Clinician input without overload
- Use time-boxed checkpoints at key milestones instead of all-day committees.
- Stand up paid clinical advisory panels with clear decision rights.
- Pilot in live workflows with short in-EHR feedback prompts and weekly synthesis.
- Train clinical champions who can translate between bedside needs and data science.
Post-market surveillance that works
- Track diagnostic accuracy, error rates, override rates, near misses, turnaround time, and clinician satisfaction.
- Run scheduled bias audits across age, sex, race/ethnicity, language, disability, and social risk-publish summaries.
- Set drift alerts and performance thresholds that trigger review, rollback, or retraining.
- Maintain transparent versioning, audit logs, and change notes accessible to clinical leaders.
Interoperability must-haves
- Read/write via FHIR APIs and support USCDI data elements.
- Link to identity, attribution, and consent services across networks.
- Operate with vendor-neutral interfaces; no hard locks to a single EHR.
- Honor TEFCA participation for cross-organization data exchange and governance.
Where outcomes-based contracting fits
Outcomes-based contracting ties payment to real patient impact.

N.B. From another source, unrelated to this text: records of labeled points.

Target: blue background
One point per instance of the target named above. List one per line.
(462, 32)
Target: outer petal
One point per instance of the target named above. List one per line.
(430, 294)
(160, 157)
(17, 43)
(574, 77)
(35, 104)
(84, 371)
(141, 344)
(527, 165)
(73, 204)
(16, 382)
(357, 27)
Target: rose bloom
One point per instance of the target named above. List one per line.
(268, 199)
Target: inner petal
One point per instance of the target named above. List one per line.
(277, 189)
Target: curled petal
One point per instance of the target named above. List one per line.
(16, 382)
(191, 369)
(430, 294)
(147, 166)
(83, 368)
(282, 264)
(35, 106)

It keeps everyone focused on results, not features.
- Example targets: improved sensitivity/specificity for defined conditions, time-to-diagnosis reduction, fewer avoidable admissions, improved throughput, documented equity improvements.
- Contract levers: holdbacks until targets are met, shared-savings for outperforming baselines, penalties or remediation plans for bias or drift.
Risk tiers matter
- High-stakes (oncology, cardiology, critical care): require clinician validation before action, strict interpretability, and rigorous surveillance.

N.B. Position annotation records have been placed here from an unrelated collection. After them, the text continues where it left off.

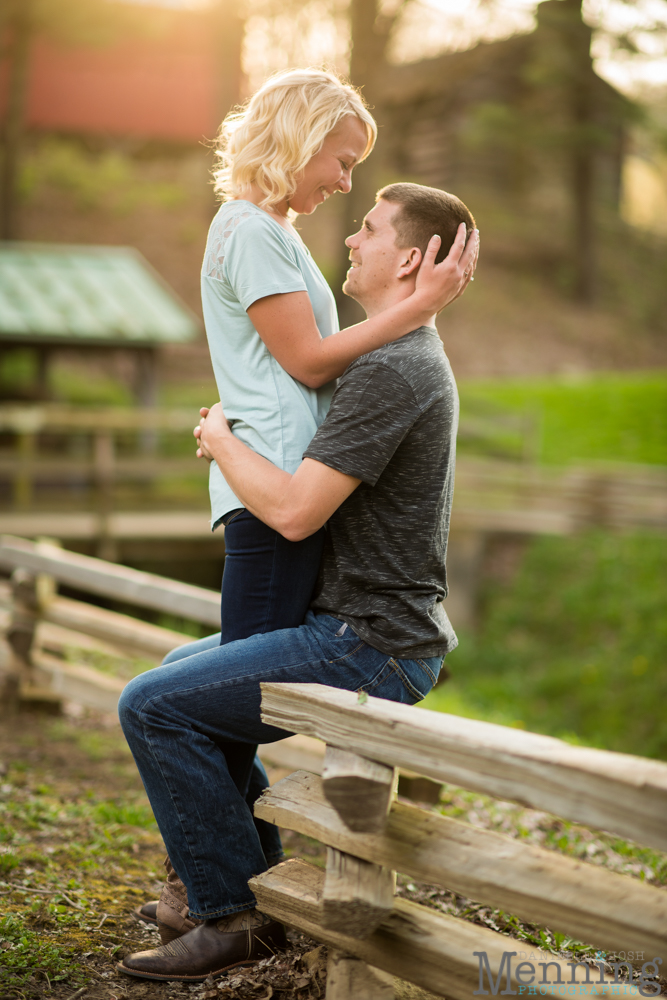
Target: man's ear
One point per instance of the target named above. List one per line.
(410, 262)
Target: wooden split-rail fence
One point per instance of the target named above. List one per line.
(97, 450)
(349, 753)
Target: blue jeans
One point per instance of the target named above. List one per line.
(267, 584)
(193, 726)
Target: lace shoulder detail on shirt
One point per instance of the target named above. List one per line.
(222, 228)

- Lower-risk (minor conditions, administrative tasks): allow lighter oversight while maintaining feedback loops and safety monitoring.
Equity guardrails
- Use representative data and document known gaps.

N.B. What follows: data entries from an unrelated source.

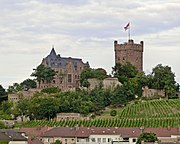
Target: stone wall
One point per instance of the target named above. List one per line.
(129, 52)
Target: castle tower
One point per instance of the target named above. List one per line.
(129, 52)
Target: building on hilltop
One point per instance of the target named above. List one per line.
(129, 52)
(68, 71)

- Set fairness metrics with thresholds and corrective actions.
- Enable patient and clinician reporting for suspected disparities.
What this delivers
- Safer decisions and fewer errors through clinician-validated workflows.
- Faster adoption because tools fit how care is delivered.
- Better outcomes and lower waste by tying funding to measurable impact.
- Stronger trust through transparency, bias audits, and continuous learning.
If your teams are building AI skills for clinical, quality, and informatics roles, explore curated learning paths by job to accelerate safe adoption: AI courses by job.
The path is straightforward: require clinician input, use representative data, ensure interoperability, monitor performance, and pay for outcomes. Do that, and AI becomes a reliable partner in care-improving safety, equity, and effectiveness where it counts most.